New Delhi: The remaining six nationalised banks under the Prompt Corrective Action (PCA) list must make progress on seven parameters, including net interest margins and non-performing asset (NPA) recognition, to receive the government’s help for coming out of the PCA framework, the Finance Ministry said. Due to inadequate capital and high levels of bad debt, Allahabad Bank, United Bank of India, Corporation Bank, UCO Bank, Central Bank of India and Indian Overseas Bank are still under PCA.
RBI lifts a variety of restrictions on lending and expansion of businesses when removing banks from the list.
5 lenders already out of framework
Out of the 11 nationalised banks under the PCA framework last year, RBI removed three nationalised banks – Bank of Maharashtra, Bank of India and Oriental Bank of Commerce – from its PCA plan last month. The two other banks out of the framework are IDBI Bank, which has been taken over by Life Insurance Corporation of India (LIC), and Dena Bank, which is being merged with Vijaya Bank and Bank of Baroda.

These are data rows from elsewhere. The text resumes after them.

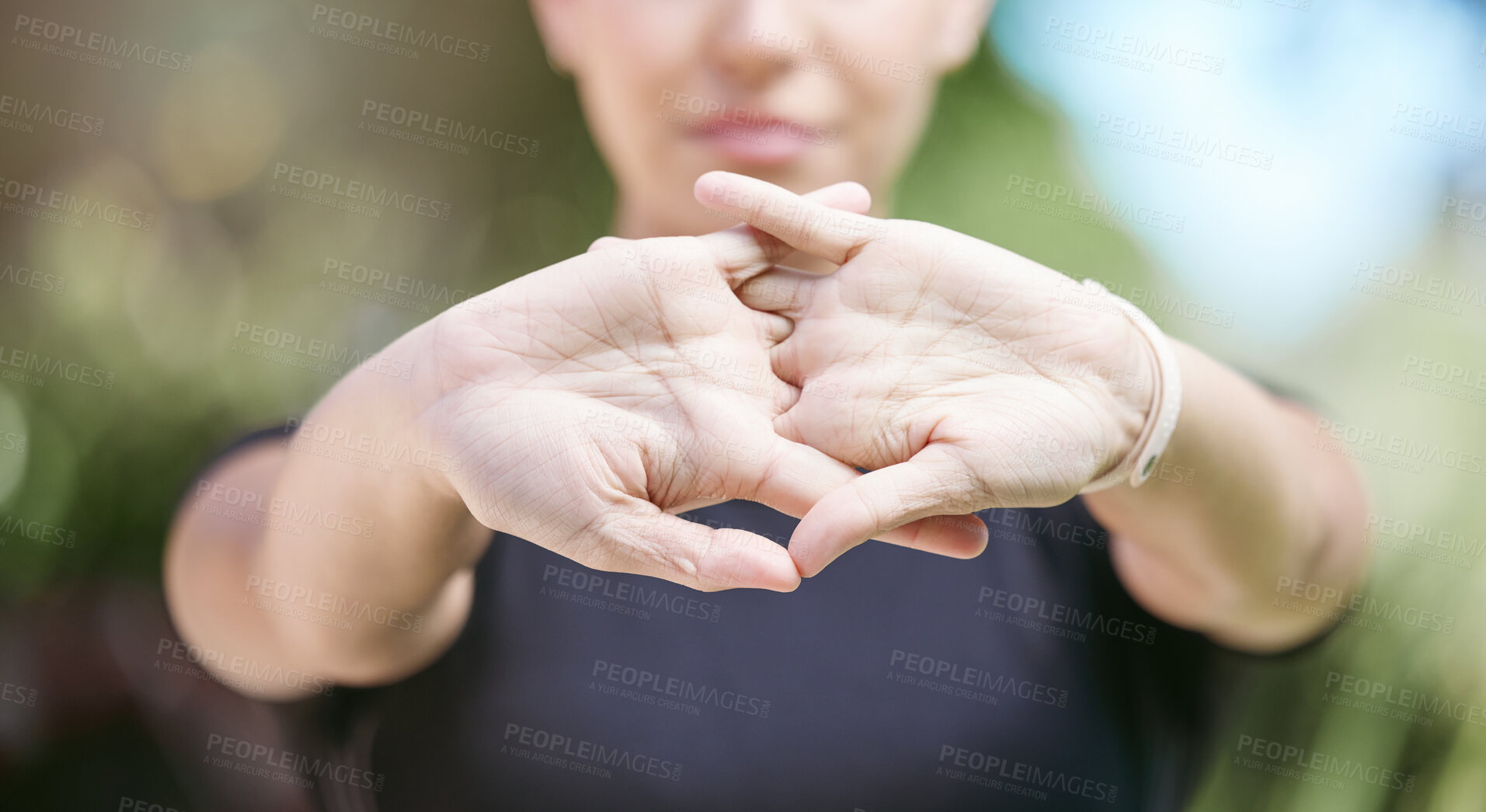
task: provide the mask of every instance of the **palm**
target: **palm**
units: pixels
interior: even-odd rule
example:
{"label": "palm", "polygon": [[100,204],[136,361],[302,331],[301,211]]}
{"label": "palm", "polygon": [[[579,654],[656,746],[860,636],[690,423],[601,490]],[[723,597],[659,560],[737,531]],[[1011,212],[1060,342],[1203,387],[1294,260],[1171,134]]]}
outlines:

The 7 parameters banks need to improve on
“We have told these banks to improve upon net interest margins (NIMs), CASA (current account savings account), RWA (Risk Weighted Assets), NPA recognition, divergence (disparity in loan recognisation), operating profit and non-core asset selling to be able to get our support for being out of the PCA,” official sources said.
The PCA is imposed on those banks whose capital, asset quality and/or profitability do not meet thresholds specified by the central bank. Finance ministry executive earlier claimed that the remaining six banks would probably come out of PCA in the next two fiscal quarters or by June.